Small Tortoiseshell with proboscis coiled

Comma feeding with proboscis extended. Eastham & Eassa also explained
how the 'knee-bend' in the proboscis was formed

There is an statement in the paper which sixty-odd years after it was written I find odd:

…As a result of complete analysis of these structures, of observations on the animal during feeding—of numerous operations involving nerve sections and perforations of the haemocoele—a new theory is offered on the proboscis mechanism for which the senior author (L.E.S.E[astham]) alone is responsible.

I can think of several explanations for this statement. Did Eassa disagree is one. Did Eastham think that if the new theory were to be shot down in flames, he was making sure that Eassa could not be blamed? But then the paper was sent to the Royal Society for publication by V.B. Wigglesworth, the name in insect physiology in the 20th Century; he must have been sufficiently impressed. There remains the possibly unworthy thought that Eastham was making sure he got the credit but that goes against Eastham’s reputation in Sheffield amongst those who had worked in his department like E.T.B. Francis, F. Segrove and J.D. Jones as a gentlemanly, paternal figure. And what had Eastham to gain at the age of 62 and three years from retirement? The only possibility is that he was, and perhaps for the last possible time, up for election to the Royal Society. He, like all the other authors of BEPS, was not elected but I do not know—and cannot know until the archives for that period are opened—if he was ever proposed.

But what of Eassa?

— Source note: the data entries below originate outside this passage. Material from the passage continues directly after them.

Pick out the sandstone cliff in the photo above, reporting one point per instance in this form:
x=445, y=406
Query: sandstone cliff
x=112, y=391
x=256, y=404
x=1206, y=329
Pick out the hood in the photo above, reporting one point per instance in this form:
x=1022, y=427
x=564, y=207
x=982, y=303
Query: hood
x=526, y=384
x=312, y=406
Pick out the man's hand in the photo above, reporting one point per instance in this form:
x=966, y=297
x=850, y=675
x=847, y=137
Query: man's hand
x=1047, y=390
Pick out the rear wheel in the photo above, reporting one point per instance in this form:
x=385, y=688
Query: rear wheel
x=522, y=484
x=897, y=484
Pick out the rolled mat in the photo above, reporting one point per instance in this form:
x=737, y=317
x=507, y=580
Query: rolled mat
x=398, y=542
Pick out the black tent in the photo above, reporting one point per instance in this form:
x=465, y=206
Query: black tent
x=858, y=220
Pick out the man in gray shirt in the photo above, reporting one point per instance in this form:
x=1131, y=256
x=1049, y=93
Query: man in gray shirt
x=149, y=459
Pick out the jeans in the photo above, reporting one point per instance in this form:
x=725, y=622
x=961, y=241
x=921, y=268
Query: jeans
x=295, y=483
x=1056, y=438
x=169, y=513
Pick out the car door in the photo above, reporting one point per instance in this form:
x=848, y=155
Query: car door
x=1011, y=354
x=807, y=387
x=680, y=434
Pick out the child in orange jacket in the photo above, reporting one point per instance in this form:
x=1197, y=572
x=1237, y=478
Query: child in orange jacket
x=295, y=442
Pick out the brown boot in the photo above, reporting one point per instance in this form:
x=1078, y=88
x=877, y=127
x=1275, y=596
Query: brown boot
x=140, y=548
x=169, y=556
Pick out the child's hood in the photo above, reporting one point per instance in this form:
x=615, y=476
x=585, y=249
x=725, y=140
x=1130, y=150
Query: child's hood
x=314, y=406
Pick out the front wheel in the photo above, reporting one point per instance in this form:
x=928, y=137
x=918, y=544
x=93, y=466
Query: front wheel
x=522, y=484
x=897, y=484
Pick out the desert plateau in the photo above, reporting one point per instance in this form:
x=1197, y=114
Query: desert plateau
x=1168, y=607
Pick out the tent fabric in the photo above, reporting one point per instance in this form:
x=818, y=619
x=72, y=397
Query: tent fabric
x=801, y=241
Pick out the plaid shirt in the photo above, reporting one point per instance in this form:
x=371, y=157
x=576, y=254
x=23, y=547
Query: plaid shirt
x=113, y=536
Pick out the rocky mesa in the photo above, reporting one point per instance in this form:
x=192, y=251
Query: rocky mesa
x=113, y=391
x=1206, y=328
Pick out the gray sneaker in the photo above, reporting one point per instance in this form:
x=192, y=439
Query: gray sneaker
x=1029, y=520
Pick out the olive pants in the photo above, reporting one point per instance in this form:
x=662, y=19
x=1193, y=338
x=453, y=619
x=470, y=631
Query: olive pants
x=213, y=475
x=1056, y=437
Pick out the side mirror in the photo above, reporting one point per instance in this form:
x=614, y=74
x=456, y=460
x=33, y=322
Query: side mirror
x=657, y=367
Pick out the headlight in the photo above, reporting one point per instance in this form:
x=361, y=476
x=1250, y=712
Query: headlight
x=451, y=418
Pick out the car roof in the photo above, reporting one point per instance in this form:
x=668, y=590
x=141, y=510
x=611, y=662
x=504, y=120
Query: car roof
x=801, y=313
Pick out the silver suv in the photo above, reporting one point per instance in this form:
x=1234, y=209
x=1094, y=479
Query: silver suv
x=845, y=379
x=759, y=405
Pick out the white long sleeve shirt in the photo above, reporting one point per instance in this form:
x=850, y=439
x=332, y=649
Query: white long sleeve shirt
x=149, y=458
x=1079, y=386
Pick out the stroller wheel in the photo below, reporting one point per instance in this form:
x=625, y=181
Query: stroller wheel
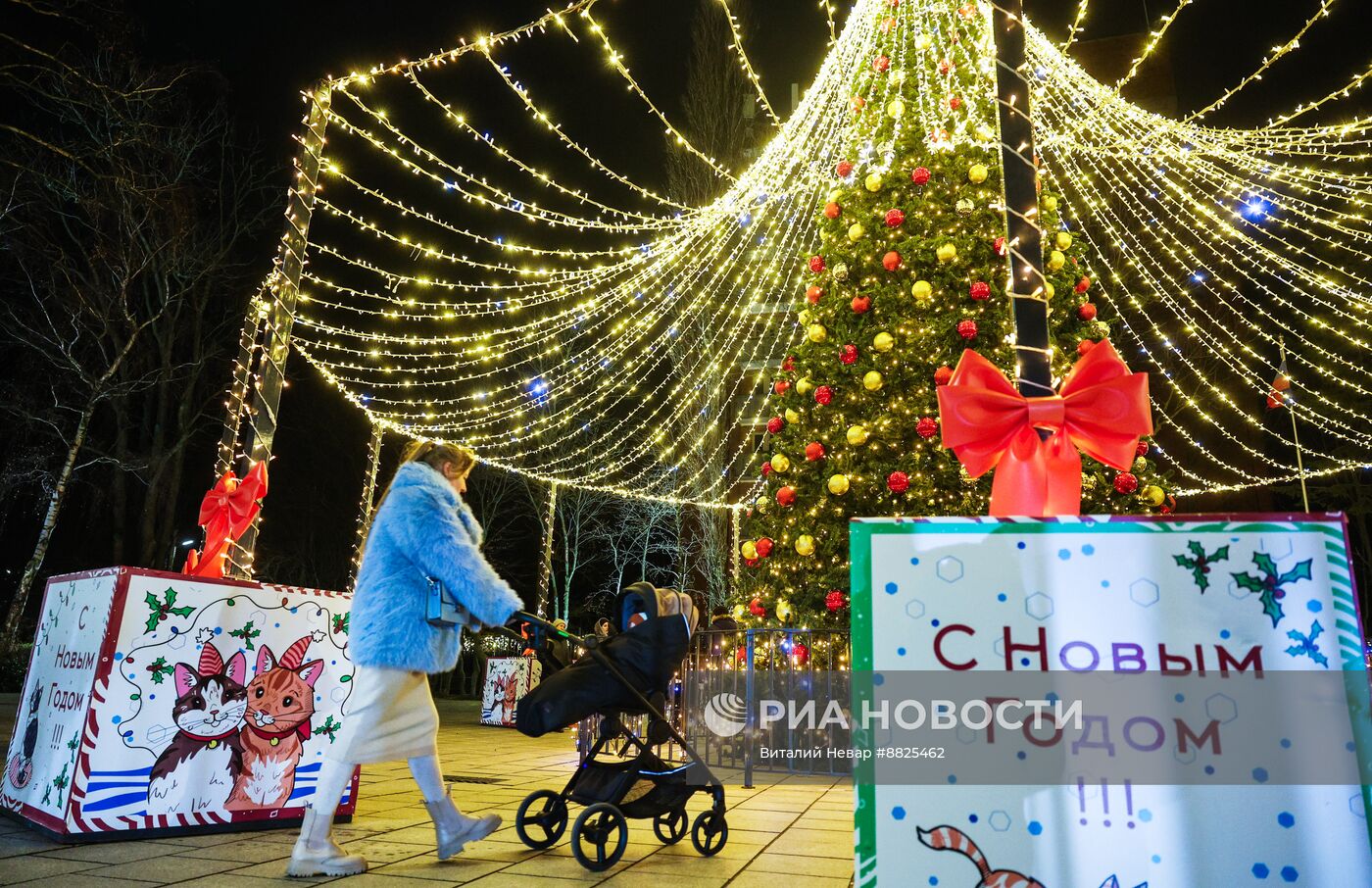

Who was he, what was he doing in Sheffield and what happened to him?



Youseff Ezeddin Eassa (1914-99) was a famous Egyptian author as well as being Professor of Zoology at the University of Alexandria. There is a website devoted to him and his work. He was a graduate of the University of Cairo and is shown as arriving in Sheffield in 1948 as a Ph.D. student but also as an established playwright and author. However, his Ph.D. thesis (A contribution to the postembryonic development of the head of Pieris brassicae (Linn)) is dated 1949 so he may have travelled to Sheffield earlier than 1948. He must have stayed in Sheffield for some time after 1949 because the Eastham & Eassa paper was sent to the Royal Society in April 1954 and no new address for Eassa is shown.

While in Sheffield he wrote stories and plays that were broadcast on BBC radio. He recalled that his favourite companion at coffee was Hans Krebs, later Sir Hans and then Professor Biochemistry at Sheffield. Eassa was a Fulbright Fellow in Berkeley and Illinois in 1960-61.

Youseff Ezeddin Eassa (from here)

I hope I get the opportunity of explaining to my grandchildren not only how the butterfly feeds, using, of course, the steel rule as an aid, but also of making sure they know that international scientific collaboration was not invented by the EU (as some young academics in Britain clearly believe) and that academics could meet and exchange ideas in university staff (faculty for readers more familiar with the U.S. university system) clubs rather than remain ensiled, as appears to be the case at present, in departmental comfort zones.

Oh, and here is the rule:



Eastham LES, Eassa YEE. 1955. The feeding mechanism of the butterfly Pieris brassicae L. Philosophical Transactions of the Royal Society B 239, 1-43.